Kim Kardashian did savagely poke fun at herself and her family in her Saturday Night Live monologue; she even joked that she’s “so much more than that reference photo my sisters showed their plastic surgeons,” (yow!) but she’s never admitted to herself having done anything but Botox. Recall how in 2000, also on SNL, Britney Spears joked about rumors of her breast implants. Does that make you feel differently, somehow, about Britney? What if Kim did a similar thing with her butt, for instance?
That lack of self-seriousness in a famous person can be pretty charming. It makes the mythic figure that is the celebrity feel more real. But does it actually change anything about how we think about plastic surgery and our own bodies?
To tackle these questions, I spoke to Jessica DeFino, author of newsletter, whose work “basically gives the middle finger to the entire beauty industry,” per HuffPost. Jessica dissects beauty marketing myths, our relationship as consumers to aesthetic standards, and topics like why skincare culture is ideologically the same as diet culture (one of my favorite essays).
This interview has been edited and condensed.
MJ: What do you think would happen if celebrities like Kim—famously tight-lipped about surgical interventions—admitted that they’ve had them?
JD: It would be wonderful, but I also don’t know that it would change very much because we all know they’re doing a lot of shit to their faces and bodies. They’re not hiding it well. I also don’t know that it would have much of an impact on the issues that these beauty standards and the pressure to conform to these beauty standards bring up.
There have been some studies with advertising images and disclosure, putting a little message on an image that’s been photoshopped. It basically has no effect on whether a person sees that image and feels inadequate as a result. It doesn’t lessen the pressure to adhere to the standard of beauty, it keeps the pressure about the same or even increases it, because now you have a laundry list of what you need to do in order to look like this.
If the Kardashians were to come out and say, “Here’s everything we’ve had done” … I just don’t think they would, because they capitalize on it. They have all these lines of shapewear, makeup, skin care, they used to do hair care, vitamins. They’re profiting off of this in many ways.
Do you think that’s the difference in how we receive their disclosure? Some celebrities are selling us beauty products and others aren’t?
That’s one thing that comes to mind when I’m like, “Why does it feel different for somebody like Dolly Parton?” And I think a big part of that is that she hasn’t tried to sell this to people. For the Kardashians, their livelihood is selling their standard of beauty to the public. Just from some of the things Dolly Parton has said, I don’t think she wants a world in which everybody looks like her. And all of these doppelgangers of Kim Kardashian, she has a very signature look—I don’t think that is a goal for somebody like Dolly, whereas a lot of beauty idols today love having that type of influence.
It might sound a little wishy-washy to be like “There’s an energy about it,” but Dolly Parton just feels a little bit more authentic, a little bit more herself, a little bit more confident and self-assured. I don’t necessarily feel like her procedures are coming from this deep well of insecurity or people-pleasing.
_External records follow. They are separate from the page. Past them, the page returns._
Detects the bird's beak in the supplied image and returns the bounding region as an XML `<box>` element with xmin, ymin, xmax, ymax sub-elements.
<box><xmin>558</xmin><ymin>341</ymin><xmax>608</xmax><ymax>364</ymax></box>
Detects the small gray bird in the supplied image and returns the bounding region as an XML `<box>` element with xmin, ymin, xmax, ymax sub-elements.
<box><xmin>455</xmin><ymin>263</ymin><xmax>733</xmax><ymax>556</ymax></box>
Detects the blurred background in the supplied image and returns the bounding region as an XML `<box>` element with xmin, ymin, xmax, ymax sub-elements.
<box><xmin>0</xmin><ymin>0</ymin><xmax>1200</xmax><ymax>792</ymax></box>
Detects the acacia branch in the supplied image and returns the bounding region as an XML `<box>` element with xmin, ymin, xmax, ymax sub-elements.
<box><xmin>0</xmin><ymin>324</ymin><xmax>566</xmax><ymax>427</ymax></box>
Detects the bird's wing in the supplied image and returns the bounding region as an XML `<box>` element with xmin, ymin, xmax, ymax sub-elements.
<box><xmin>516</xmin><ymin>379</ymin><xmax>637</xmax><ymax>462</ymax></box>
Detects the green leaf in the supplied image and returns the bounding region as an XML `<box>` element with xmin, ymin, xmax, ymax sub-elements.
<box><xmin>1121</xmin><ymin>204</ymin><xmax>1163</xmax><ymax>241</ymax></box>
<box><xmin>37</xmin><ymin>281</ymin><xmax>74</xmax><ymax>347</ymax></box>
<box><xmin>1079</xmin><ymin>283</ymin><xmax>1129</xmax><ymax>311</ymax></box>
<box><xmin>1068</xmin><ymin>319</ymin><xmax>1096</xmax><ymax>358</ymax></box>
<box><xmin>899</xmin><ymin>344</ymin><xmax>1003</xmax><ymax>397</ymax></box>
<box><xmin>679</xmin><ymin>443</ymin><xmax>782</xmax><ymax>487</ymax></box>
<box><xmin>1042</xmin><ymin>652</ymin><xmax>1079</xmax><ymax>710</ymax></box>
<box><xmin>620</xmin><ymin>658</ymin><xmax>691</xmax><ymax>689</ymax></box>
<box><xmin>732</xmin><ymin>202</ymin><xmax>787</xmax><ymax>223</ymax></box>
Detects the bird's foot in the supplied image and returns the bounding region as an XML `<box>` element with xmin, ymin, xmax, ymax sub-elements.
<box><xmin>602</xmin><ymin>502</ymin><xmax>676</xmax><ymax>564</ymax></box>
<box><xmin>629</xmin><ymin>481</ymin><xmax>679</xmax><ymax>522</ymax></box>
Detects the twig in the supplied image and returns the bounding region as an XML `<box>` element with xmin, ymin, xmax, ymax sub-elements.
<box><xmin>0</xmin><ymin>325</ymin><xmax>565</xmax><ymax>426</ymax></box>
You’ve written how more influencers are practicing “cosmetic transparency.” Do you think that’s because of what you said earlier—we all know, so they’re trying to beat us to the punch?
I think there is a lot of validation for themselves and for their audience to be found in co-opting honesty and transparency for the use of beauty culture, which is obtaining power, which is upholding an oppressive beauty ideal. In my view those are immoral causes.
I also do think it probably has a lot to do with the sort of surveillance state of everything today. We have amateur detectives on TikTok and Instagram who are taking screenshots of these influencers and celebrities going years back and creating these videos like, “Here’s how their faces changed.” I’m sure that has something to do with the boom in transparency, there are all these accounts on social media that “expose” influencers and celebrities. If you can get ahead of that, it seems like you’re doing something moral and ethical and caring for your community.
Somebody like Dolly Parton—or Joan Rivers used to do this, Jane Fonda kind of does it—they do this jokey, self-deprecating thing. Is there a difference between that kind of transparency and someone just listing what they had done? Is there something about the humor you think makes us receive it differently?
It might take some of the desirability out of it. If you apply this self-deprecating thing to it, you’re talking about a less desirable outcome for somebody who is considering it, perhaps. You’re barely scratching the surface of emotional transparency, which is something I think would be actually useful. Of course, you’re hiding any sort of emotional vulnerability with the humor of it.
It’s also kind of frustrating to me, though, to subtly point at the problems with cosmetic surgery and beauty culture in general and then be like, “I’m doing it anyway!” You know, today there is more critique of beauty culture, and I see so much of it come with this caveat of “I’m not judging anybody who does it!” It waters everything down. I think some judgment is fine, self-judgment is good. It’s fine to judge ourselves, and if someone is choosing to do something that is compounding a collective problem, what’s the problem with a little judgment?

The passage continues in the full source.